Authors : S. Vijayalakshmi and D. Manimegalai
Abstract: Text document clustering is the fundamental technique to mine massive amount of textual data. The problem is of high dimension and most of the machine learning algorithms does not perform well with all the terms in the corpus. In this study, researchers proposed an application of flocking algorithm for text document clustering using two document representation methods. They are Unigram and Noun. In this research, the problem of high dimensions has been dealt with representing documents as Bag of Nouns (BoN) and Bag of Unigrams (BoU). As there are thousands of words present in documents to find Unigram, user has to connect with WordNet and verified the selected features are Unigram. The same process is repeated for Noun. In clustering algorithm, boids follow four simple local rules like alignment, separation, cohesion and similarity to calculate the velocity for flocking.

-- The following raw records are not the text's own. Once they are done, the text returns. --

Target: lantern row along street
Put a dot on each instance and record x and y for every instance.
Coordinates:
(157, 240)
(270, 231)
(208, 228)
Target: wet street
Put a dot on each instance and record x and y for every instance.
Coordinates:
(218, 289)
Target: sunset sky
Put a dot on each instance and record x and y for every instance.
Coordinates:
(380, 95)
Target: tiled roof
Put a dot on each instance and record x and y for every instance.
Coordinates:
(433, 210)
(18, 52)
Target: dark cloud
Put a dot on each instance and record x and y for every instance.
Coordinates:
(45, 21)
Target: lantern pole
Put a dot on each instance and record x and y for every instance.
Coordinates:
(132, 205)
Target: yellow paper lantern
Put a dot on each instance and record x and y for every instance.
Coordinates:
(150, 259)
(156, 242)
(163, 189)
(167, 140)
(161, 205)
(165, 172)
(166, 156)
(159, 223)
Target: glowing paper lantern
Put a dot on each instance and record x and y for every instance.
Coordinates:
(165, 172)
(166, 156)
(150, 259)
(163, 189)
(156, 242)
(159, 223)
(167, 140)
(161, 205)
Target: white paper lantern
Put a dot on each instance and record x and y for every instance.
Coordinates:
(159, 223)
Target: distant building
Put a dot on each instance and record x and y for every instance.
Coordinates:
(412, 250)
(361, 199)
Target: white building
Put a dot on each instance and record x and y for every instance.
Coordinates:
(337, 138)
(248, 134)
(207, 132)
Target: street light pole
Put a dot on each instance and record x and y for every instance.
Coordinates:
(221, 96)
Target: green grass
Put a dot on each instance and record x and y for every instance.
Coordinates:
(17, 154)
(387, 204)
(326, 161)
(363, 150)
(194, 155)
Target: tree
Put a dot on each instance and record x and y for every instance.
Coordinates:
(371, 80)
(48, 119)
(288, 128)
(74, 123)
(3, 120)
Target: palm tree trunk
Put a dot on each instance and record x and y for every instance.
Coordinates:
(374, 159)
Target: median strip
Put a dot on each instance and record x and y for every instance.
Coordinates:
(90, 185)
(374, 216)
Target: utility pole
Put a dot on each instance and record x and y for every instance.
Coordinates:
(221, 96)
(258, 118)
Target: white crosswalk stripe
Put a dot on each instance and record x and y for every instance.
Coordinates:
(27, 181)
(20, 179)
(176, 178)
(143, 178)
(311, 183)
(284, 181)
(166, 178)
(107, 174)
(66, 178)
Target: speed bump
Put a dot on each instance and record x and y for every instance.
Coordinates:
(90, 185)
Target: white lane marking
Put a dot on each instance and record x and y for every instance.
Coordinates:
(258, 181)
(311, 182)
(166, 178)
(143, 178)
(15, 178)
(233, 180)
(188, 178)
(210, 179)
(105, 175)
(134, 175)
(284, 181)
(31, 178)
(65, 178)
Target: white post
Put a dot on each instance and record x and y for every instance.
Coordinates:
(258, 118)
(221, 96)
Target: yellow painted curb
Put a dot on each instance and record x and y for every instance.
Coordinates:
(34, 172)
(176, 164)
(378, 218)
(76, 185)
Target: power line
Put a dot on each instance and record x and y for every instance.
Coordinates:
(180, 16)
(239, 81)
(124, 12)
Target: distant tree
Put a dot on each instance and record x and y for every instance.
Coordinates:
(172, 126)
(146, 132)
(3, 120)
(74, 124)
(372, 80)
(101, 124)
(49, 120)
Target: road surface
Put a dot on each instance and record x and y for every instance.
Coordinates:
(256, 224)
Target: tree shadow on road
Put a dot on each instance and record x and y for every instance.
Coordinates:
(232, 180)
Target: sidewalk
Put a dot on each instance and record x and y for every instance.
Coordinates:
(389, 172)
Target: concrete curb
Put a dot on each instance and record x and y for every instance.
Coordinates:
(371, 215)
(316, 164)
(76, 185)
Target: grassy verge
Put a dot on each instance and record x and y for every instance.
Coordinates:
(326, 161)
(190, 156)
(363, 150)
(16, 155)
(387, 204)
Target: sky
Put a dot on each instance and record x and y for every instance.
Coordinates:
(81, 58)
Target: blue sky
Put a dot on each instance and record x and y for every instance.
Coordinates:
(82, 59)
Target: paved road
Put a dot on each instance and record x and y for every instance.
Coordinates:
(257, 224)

Experiments were conducted with documents of 20 Newsgroup, Reuter Real datasets and Specific Crime Judgment corpus to study the advantages of the system. Flocking algorithm for Text Document clustering is compared with Unigram based document representation and Noun based Document representation. It is observed that Flocking algorithm with Bag of Noun is working efficiently than Bag of Unigram and Bag of Words.
S. Vijayalakshmi and D. Manimegalai, 2014. Text Document Clustering with Flocking Algorithm using Specific Crimes Judgment Corpus. Asian Journal of Information Technology, 13: 21-28.